1 – Carlo Crivelli and his Contemporaries: An Alternative History of Italian Renaissance Painting
Online
Course 1 – Summer School online
Dr Amanda Hilliam
£395
Due to unforeseen circumstances, this course will now take place from Monday 15 to Friday 19 September 2025. Booking will open shortly: if you would like to reserve a place, please email short.courses@courtauld.ac.uk using the subject line ‘Reserve Crivelli.’
Course description
Lauded by the artist Audrey Flack as a “Gothic, Baroque Super-Realist” in 1981, the Venetian painter Carlo Crivelli (c.1430-95) resists straightforward categorisation. His paintings merge traditional techniques such as the gold ground with witty effects of pictorial illusion, and as such possess both ‘medieval’ and ‘Renaissance’ characteristics. It therefore comes as little surprise that art historians since Vasari have neglected and misinterpreted his work. However, Crivelli is now witnessing a moment of recognition: a series of recent exhibitions and publications have shed new light on this most daring and technically skilled Venetian painter.
This course takes a broad view of Crivelli’s work. We shall examine his artistic origins in the Veneto and the reasons for his great success in the Marches on the Adriatic coast. The course explores his work in relation to that of his contemporaries, including Mantegna and Cosimo Tura, and considers his innovative responses to the devotional needs of his patrons, who were largely Franciscan and Dominican friars. Finally, paying close attention to the physical qualities of the paintings themselves, we shall ask what makes Crivelli’s work distinctive.
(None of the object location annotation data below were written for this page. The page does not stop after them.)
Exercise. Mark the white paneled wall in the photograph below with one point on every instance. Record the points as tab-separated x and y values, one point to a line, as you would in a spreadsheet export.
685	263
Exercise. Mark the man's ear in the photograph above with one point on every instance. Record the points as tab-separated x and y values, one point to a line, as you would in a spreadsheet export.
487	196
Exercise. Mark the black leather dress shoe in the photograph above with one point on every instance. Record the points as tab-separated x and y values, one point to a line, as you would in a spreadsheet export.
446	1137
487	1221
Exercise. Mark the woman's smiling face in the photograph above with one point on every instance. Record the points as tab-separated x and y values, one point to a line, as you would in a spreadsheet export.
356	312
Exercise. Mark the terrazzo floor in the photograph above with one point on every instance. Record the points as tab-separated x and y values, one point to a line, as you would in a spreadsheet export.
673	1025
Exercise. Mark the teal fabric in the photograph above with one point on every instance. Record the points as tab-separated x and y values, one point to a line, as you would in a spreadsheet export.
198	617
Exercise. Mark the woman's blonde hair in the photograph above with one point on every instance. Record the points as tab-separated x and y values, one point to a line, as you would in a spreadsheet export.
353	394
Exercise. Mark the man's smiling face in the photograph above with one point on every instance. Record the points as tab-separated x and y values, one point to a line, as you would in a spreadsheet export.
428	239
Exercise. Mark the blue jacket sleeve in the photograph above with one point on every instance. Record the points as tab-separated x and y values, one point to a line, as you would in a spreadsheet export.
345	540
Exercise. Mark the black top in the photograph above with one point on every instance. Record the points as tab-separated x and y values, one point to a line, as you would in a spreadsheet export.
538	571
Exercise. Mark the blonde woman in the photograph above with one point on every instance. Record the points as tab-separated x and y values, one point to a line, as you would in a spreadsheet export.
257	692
His intelligent use of ornament and play on spatial dimensions deliberately counter naturalism, forcing us to reconsider existing narratives of fifteenth-century Italian art and to map out a wider context for Crivelli and his contemporaries.
Lecturer's biography
Dr Amanda Hilliam is Associate Lecturer in History of Art at the University of York. Previously, she taught at The Courtauld and was co-curator of the exhibition Carlo Crivelli: Shadows on the Sky at Ikon Gallery, organised in partnership with the National Gallery, London (2022). She held a predoctoral position in the Old Master Prints and Drawings department at the National Gallery of Art in Washington (2018/19) and was the David and Julie Tobey Fellow at I Tatti, the Harvard Center for Italian Renaissance Studies (2021). In 2023/4 she was the Rush H Kress Fellow at I Tatti.